To boost MMR uptake in the outbreak area, special sessions have again been held over the weekend in four hospitals. Around 1,750 vaccinations were received. This builds on the previous week’s sessions when over 1,700 vaccines were given. It is encouraging that parents are continuing to bring their children forward but the numbers need to be higher to bring the outbreak under control.
It is estimated that around 5,000 children still remain at risk from measles in the Swansea area alone. I anticipate therefore that the numbers of cases will continue to rise over the coming weeks until the levels of MMR vaccination coverage reach levels where the continuing circulation of measles in the community can be interrupted.
It is important for us all to remember measles is not a trivial illness. In a minority of cases, it can lead to serious complications and it can be fatal. Regrettably, the more the disease continues to spread, the more likely these outcomes become. It is vital we build on the progress made so far and bring the outbreak under control.

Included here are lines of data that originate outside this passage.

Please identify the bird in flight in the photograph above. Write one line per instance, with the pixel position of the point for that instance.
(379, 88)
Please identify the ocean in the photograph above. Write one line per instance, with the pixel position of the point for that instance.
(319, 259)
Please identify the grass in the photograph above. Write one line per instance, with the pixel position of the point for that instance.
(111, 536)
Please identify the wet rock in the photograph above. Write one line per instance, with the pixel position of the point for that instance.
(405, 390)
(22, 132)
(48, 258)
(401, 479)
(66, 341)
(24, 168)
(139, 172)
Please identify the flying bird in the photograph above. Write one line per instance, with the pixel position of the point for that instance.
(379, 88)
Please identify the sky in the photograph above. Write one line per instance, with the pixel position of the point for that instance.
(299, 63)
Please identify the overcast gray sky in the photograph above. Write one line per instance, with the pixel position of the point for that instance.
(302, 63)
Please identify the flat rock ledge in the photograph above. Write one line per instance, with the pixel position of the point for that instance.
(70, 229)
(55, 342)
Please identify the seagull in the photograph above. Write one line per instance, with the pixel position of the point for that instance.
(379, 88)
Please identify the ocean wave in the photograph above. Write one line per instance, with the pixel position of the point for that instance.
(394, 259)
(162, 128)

The current measles outbreak in Wales is one of the largest in the UK for over a decade. It reinforces the Programme for Government’s commitment to increase MMR uptake. The only way to prevent future outbreaks is to ensure that at least 95% of children in Wales have received two doses of the MMR vaccine. Recent MMR uptake rates for Wales continue to show a positive, upward trend. The latest figures from Public Health Wales (COVER report Quarter 4, 2012) show for Wales as a whole, uptake of the first dose of MMR is now 94.3% at two years of age. Uptake of the second dose at five years of age has also increased to 89.9%. Whilst more infants are having the vaccine now, efforts must be focused on those children who missed out for whatever reason in the past so that they are offered catch up vaccinations to provide maximum protection to the community as a whole.
The Welsh Government recognises the importance of immunisation in preventing disease. Included in the revised NHS Delivery Framework is the prevention measure “Immunisation – children under four years of age 95% target rate” which relates to all childhood vaccines delivered through national programmes, including MMR.

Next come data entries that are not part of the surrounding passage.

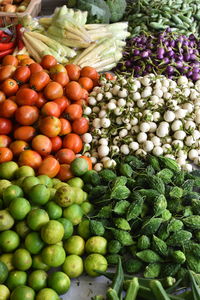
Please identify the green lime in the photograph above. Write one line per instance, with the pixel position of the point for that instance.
(8, 169)
(7, 259)
(73, 213)
(22, 229)
(9, 240)
(10, 193)
(3, 185)
(59, 282)
(68, 227)
(28, 183)
(3, 272)
(15, 279)
(54, 210)
(19, 208)
(47, 294)
(73, 266)
(4, 292)
(75, 245)
(39, 194)
(33, 242)
(6, 220)
(96, 244)
(84, 229)
(37, 218)
(37, 280)
(95, 262)
(65, 196)
(53, 255)
(87, 207)
(22, 259)
(76, 182)
(24, 171)
(46, 180)
(39, 264)
(52, 232)
(23, 292)
(79, 166)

The Welsh Government, Public Health Wales and the Health Boards will continue to take all necessary and appropriate measures to reduce the impact of the outbreak as far as possible. It is important that we all take every opportunity to reinforce the importance (and safety) of MMR vaccination. Finally I would like to take this opportunity to appeal to parents and encourage people to contact health professionals to get their child vaccinated, by doing so we can protect our children against this readily preventable illness.